We thank the reviewer for addressing this point, since it was also a principal concern for us. Although controls were frequency-matched to cases, by age, sex and region, our multi-case control design hampered a perfect balance in age, sex or region among a specific tumour cases and controls. To reduce the possibility of confounding derived from the imbalance between cases and controls (in age, sex and other gastric cancer risk factors, including physical activity), we used multivariable analysis adjusted by age and sex, and including region as a random effect term. A sentence about this point has been added in the limitations subsection of the discussion section.

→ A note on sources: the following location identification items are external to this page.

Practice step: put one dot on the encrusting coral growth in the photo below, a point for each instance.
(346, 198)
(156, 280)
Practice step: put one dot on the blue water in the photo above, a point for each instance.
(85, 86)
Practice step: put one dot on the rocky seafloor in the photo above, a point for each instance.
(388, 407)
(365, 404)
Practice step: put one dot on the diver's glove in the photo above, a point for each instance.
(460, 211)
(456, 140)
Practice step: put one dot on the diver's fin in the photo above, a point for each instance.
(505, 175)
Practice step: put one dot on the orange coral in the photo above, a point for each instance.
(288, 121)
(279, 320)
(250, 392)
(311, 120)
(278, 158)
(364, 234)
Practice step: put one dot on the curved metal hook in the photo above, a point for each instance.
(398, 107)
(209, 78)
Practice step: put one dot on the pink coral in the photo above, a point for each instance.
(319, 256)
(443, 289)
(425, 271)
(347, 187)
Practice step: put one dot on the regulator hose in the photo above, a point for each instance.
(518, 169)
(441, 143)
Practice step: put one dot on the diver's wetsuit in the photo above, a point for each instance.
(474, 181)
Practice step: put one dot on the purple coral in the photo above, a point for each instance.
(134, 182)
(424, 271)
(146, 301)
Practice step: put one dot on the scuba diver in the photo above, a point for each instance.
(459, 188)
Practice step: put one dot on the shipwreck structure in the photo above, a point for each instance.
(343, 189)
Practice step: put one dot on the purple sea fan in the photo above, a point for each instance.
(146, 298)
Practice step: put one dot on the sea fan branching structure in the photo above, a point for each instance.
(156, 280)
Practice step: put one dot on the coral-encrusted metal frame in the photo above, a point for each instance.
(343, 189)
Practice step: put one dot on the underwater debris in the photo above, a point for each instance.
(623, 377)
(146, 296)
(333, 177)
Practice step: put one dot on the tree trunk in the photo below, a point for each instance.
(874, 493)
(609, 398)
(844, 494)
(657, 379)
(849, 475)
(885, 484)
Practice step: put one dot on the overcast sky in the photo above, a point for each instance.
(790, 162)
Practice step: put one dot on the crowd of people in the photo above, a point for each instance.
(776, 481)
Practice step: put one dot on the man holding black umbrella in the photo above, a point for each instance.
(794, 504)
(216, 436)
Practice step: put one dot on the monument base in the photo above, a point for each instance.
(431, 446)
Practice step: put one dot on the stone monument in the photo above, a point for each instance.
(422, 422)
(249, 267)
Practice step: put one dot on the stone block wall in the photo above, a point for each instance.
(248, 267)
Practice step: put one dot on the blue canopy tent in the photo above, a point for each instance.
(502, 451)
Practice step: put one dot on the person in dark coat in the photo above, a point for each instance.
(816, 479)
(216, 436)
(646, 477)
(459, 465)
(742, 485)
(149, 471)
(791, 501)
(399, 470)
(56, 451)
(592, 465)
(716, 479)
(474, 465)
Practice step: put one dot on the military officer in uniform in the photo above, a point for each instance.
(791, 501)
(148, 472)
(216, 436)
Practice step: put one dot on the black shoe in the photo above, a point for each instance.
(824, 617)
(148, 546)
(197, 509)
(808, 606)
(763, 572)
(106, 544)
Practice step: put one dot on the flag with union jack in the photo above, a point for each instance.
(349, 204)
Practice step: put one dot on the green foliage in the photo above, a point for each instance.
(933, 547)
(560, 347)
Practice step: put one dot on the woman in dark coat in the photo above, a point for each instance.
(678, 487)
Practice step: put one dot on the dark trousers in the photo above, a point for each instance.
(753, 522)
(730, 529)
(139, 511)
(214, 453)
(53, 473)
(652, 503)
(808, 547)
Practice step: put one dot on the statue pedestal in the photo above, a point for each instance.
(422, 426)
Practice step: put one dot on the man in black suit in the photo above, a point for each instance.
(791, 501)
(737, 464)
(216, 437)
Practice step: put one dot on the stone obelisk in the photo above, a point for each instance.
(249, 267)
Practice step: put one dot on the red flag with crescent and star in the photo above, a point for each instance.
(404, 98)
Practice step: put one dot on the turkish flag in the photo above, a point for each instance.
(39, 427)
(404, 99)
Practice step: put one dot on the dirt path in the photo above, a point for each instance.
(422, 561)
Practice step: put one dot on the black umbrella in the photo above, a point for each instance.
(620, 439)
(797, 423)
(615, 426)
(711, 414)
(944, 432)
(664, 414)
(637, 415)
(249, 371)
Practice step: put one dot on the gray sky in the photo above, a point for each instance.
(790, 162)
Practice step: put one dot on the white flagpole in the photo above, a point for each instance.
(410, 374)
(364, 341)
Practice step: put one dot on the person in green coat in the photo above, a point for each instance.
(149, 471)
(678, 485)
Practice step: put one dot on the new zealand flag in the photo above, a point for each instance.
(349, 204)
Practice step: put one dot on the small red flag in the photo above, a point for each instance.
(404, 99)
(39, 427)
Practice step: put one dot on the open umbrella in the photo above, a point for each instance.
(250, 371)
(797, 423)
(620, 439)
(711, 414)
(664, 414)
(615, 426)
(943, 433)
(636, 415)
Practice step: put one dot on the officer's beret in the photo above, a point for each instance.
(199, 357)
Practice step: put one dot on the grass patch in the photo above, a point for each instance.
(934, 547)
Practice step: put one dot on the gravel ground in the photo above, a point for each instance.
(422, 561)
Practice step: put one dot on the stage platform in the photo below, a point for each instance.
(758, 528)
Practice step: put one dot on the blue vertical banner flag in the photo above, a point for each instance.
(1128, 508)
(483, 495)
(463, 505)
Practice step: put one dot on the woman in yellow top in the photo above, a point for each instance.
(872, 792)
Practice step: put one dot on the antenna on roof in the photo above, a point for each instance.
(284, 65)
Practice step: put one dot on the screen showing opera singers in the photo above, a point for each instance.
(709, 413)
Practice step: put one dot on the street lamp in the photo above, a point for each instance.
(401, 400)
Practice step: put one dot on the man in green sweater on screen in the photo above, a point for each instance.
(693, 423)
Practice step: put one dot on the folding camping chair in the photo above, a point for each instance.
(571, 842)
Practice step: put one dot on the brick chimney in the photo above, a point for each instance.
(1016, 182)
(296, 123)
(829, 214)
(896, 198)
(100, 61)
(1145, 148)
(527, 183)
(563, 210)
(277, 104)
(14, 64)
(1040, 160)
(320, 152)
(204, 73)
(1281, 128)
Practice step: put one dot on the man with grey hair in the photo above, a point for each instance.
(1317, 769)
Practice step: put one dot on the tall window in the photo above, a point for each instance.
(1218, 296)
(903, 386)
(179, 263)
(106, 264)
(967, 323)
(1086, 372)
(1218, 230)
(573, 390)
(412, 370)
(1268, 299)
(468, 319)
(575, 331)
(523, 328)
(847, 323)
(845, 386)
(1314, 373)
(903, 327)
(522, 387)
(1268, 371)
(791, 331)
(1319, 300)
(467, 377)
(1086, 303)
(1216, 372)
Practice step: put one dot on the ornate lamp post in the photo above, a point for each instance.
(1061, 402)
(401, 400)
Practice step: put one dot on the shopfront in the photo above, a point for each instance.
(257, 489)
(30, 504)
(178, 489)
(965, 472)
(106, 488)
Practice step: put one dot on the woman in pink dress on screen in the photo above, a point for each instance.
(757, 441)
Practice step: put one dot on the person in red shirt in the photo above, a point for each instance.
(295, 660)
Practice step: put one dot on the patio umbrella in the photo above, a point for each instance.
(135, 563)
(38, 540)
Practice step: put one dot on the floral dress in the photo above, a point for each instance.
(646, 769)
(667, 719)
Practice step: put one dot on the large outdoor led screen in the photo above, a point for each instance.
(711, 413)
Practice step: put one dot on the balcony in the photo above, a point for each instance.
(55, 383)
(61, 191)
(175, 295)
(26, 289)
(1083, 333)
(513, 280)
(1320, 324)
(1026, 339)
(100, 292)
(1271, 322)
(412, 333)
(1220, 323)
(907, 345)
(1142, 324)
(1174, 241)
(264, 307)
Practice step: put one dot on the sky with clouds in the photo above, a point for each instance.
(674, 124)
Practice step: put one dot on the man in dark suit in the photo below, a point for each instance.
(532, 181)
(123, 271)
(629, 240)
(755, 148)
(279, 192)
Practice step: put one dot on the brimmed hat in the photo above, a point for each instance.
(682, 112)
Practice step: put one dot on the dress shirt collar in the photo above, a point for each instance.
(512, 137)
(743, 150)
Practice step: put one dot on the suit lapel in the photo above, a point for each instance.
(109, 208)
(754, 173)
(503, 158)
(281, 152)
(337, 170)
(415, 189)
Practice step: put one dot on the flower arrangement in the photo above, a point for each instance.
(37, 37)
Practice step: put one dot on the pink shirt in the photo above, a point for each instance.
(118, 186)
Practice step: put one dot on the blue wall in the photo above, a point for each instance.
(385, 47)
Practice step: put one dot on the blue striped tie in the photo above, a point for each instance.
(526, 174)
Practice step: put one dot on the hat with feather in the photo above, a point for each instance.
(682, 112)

- The Discussion could use more discussion of the contrast in findings between males and females.
We thank the reviewer for this last comment. Although the number of GAC cases among women was small, resulting in lower statistical power to detect possible associations, we also think that different findings between males and females need to be emphasized. Accordingly, we have modified the discussion section to highlight this point.